I hide the book that Jem gave me like I have every time I’ve left the house. I’m enjoying reading about it all so much, learning about this land and how it all came to be, but I suspect for some reason that Peter won’t much care for it as, thus far, he doesn’t feature in it once. Which, actually, if we’re honest, it seems like someone was trying to make a point. I don’t know how old Peter Pan is. I don’t know how long he’s been the boy wonder of this little island, but for there to be a history book written about Neverland and Peter not to be included in it? Well, that feels rather intentional.
I’m wearing one of the outfits Bets made for me. It’s a little white boatneck blouse with tailored shorts, and just quietly, between us, I’ve liked the feeling of wearing the clothes that Jem bought me because I feel like I’m wearing a secret.

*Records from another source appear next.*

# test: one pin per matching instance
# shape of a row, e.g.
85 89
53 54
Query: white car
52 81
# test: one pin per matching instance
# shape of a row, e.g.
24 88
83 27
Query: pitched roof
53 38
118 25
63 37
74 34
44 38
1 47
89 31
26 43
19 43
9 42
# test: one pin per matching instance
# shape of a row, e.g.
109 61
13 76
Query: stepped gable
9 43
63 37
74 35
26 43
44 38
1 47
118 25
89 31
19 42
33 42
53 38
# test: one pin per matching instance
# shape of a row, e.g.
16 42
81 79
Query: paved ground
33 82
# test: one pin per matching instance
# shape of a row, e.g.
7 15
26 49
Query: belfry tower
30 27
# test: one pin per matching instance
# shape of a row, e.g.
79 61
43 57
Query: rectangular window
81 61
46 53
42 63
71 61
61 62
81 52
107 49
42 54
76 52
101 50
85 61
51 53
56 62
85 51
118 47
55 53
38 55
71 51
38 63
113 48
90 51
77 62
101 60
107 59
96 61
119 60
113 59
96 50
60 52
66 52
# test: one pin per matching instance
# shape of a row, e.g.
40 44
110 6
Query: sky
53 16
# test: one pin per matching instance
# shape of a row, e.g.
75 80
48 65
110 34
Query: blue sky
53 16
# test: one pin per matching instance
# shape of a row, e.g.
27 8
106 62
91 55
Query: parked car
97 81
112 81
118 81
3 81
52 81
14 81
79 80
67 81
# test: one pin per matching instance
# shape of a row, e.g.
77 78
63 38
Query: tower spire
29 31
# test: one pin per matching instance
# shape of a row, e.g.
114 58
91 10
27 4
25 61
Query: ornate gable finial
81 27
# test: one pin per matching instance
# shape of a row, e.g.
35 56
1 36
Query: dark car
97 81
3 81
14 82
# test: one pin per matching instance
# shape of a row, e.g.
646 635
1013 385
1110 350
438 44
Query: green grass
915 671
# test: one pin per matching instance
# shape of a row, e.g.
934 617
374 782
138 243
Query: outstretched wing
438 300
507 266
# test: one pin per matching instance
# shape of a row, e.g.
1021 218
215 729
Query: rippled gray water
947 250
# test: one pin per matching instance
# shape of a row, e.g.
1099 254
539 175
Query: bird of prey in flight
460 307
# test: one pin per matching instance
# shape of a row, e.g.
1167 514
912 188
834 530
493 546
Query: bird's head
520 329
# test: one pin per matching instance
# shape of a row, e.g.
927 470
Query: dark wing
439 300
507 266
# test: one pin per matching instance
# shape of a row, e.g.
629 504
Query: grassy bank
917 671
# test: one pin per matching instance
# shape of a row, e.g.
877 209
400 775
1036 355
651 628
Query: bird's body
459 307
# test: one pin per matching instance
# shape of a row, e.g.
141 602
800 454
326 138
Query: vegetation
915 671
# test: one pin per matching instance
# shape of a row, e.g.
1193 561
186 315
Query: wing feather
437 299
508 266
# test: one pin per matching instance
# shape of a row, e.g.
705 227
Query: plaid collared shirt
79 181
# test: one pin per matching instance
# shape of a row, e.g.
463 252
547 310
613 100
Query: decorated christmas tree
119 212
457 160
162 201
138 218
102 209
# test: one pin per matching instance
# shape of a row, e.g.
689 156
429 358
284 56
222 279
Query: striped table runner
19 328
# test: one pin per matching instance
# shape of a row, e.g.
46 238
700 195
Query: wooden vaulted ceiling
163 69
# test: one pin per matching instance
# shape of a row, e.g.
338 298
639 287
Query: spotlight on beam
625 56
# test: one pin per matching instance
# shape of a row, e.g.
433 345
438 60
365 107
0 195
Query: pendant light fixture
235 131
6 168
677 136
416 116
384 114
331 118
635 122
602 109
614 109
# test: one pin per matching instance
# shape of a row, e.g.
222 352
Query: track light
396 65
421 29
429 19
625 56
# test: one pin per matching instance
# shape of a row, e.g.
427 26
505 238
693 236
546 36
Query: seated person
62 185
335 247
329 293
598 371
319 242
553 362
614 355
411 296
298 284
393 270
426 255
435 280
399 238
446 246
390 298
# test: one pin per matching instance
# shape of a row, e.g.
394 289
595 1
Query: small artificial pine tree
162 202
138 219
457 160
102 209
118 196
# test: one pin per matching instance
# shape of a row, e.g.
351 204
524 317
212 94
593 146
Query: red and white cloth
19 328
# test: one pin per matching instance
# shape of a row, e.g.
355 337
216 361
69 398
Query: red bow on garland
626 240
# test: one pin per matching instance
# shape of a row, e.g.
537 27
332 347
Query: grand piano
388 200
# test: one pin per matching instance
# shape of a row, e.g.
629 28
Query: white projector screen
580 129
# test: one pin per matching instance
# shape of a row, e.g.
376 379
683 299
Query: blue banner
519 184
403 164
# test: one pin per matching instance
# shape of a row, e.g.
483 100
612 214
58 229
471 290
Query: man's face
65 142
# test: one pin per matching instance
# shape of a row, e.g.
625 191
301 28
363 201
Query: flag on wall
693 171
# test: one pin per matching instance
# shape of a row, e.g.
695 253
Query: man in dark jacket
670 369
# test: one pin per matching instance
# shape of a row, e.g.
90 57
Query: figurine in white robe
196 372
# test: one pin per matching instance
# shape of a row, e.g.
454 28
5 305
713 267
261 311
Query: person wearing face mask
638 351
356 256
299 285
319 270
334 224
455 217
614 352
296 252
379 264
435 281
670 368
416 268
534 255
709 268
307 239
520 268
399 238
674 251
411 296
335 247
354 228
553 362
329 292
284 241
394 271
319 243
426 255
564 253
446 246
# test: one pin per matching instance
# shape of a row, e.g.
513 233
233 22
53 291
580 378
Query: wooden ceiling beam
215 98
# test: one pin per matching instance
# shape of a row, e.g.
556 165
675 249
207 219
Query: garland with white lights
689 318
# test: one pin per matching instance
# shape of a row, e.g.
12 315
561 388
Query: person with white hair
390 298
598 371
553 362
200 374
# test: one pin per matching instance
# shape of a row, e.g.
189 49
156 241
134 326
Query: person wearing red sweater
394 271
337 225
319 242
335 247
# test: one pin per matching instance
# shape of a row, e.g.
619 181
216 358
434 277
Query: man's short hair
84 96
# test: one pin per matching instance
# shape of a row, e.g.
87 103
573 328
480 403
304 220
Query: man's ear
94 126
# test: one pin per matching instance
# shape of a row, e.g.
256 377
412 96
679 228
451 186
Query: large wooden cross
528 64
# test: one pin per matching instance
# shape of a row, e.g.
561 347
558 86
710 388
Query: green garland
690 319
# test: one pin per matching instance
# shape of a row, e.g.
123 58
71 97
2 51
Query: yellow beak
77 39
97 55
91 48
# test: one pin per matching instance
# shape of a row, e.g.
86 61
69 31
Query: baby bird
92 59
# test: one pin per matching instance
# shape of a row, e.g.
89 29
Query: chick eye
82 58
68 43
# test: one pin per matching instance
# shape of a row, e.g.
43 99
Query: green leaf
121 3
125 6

It all appeared to be wasted on Peter who, at breakfast, barely looked up at me. Yesterday, he flew to one of the towns on one of the other islands and fought a pirate to the death.
“For what?” I asked.
“For honour!” he cried, and the Lost Boys har-har-ed.
His real prize though, it seems, was the knife he took from the pirate.
The handle is silver and twisted. Some of it’s dark, some of it’s light, but how sharp it is feels of a particular concern, especially in the hands of a boy like Peter.
“Look how sharp it is,” he said to no one in particular at breakfast before he gently tapped his finger on the tip of the blade and immediately a drop of blood formed. “It’s magically forged,” he told us, and the boys “ooh-ed.”